Now, in the next equation they chose to replace $\epsilon$ by $\rho$ --- but the problem is, this $\rho$ is a function of $h$ and of the training sample $S$, (through the expression of $\epsilon_1(S,\delta)$ on the top of the previous page, which depends on $\nu$, which depends on $h$). In consequence, in the probability on the r.h.s. now we have an inequality that has $\sup_h$ on its l.h.s. but $\rho=\rho(h,S)$ on its r.h.s.

Is this faulty or am I missing something?

First I thought it's just sloppy notation -- if the $\rho$ did not depend on the training sample then one could replace it with a constant $c$, restrict the function class $\mathcal H$ to have $\rho(h)<c$, and do Structural Risk Minimization over values of $c$. But since $\rho$ also depends on $S$ this is not workable as we cannot have $\mathcal H$ defined to depend on $S$. It seems to me that the only fix would be to restrict $\mathcal H$ to have $\rho(h,S)<c$ $\forall S$ of size $N$? -- that would be very strong and impractical. Any thoughts would be much appreciated.

Answer 1

No, they just used sloppy notations. They omitted what we called "attainment argument".
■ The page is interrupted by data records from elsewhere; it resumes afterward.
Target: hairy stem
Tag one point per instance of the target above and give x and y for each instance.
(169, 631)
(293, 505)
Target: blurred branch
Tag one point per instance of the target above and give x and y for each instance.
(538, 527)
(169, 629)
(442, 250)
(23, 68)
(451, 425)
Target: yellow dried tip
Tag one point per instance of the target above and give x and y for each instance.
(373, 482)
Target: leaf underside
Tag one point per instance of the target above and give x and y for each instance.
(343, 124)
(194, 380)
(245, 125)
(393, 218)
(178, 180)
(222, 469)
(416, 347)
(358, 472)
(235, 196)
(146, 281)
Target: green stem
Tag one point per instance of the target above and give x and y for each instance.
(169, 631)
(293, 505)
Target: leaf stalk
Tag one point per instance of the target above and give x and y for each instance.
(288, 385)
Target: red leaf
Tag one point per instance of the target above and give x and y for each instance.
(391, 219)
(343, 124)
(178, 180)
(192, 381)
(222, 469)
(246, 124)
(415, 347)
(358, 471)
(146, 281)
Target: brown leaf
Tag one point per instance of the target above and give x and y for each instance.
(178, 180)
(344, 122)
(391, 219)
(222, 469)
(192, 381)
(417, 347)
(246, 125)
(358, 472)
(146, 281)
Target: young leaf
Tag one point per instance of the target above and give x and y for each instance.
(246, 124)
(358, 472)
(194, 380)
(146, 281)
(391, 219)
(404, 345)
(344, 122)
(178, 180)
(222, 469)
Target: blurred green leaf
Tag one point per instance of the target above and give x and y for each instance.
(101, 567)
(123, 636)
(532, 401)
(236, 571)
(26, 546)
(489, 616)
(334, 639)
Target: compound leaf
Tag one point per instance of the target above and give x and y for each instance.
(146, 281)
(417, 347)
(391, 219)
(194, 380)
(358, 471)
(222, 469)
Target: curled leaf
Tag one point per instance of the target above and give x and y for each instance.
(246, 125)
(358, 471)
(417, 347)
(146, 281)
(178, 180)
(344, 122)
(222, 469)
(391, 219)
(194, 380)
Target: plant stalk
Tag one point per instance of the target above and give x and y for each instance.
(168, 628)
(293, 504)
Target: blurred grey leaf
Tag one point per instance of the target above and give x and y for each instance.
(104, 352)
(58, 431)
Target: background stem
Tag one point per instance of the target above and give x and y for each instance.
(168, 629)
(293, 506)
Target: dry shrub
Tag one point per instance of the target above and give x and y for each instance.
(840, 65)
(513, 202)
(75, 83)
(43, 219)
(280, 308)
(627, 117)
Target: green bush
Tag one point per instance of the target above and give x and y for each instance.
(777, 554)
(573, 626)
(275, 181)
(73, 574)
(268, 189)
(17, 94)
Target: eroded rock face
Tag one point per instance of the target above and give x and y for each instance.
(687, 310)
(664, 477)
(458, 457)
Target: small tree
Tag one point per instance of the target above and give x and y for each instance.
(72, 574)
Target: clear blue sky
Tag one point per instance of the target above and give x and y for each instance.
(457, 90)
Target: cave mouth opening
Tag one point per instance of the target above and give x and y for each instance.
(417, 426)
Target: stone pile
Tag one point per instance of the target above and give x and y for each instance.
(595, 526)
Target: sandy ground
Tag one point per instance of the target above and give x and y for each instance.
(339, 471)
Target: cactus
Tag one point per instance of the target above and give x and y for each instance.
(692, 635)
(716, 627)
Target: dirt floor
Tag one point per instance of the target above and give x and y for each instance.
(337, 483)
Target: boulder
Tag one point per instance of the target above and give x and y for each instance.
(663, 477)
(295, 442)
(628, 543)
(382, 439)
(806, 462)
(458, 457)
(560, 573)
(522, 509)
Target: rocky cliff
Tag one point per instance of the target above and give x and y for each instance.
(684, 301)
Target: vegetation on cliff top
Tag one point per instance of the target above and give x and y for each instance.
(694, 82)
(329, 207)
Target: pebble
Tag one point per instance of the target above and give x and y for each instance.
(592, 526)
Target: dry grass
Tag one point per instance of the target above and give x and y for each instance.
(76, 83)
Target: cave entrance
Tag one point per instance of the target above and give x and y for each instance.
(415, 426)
Suppose the attainment of supremum occurs at $h_{0}\in\mathcal{H}$,$$Pr\left[\sup_{h\in\mathcal{H}}\left|\widehat{E}(h,S_{1})-\widehat{E}(h,S_{2})\right|>\frac{\epsilon}{2}\right]=\operatorname{Pr}\left[\left|\widehat{E}(h_{0},S_{1})-\widehat{E}(h_{0},S_{2})\right|>\frac{\epsilon}{2}\right]\leq_{1-2\delta}\text{(by Lemma 3.5)}\operatorname{Pr}\left[\left|\widehat{E}(h_0',S'_{1})-\widehat{E}(h_0',S'_{2})\right|>\rho(h_{0})\right]\\\leq \operatorname{Pr}\left[\sup_{h'\in\mathcal{H}}\left|\widehat{E}(h',S'_{1})-\widehat{E}(h',S'_{2})\right|>\rho(h_{0})\right]$$ is what they argued.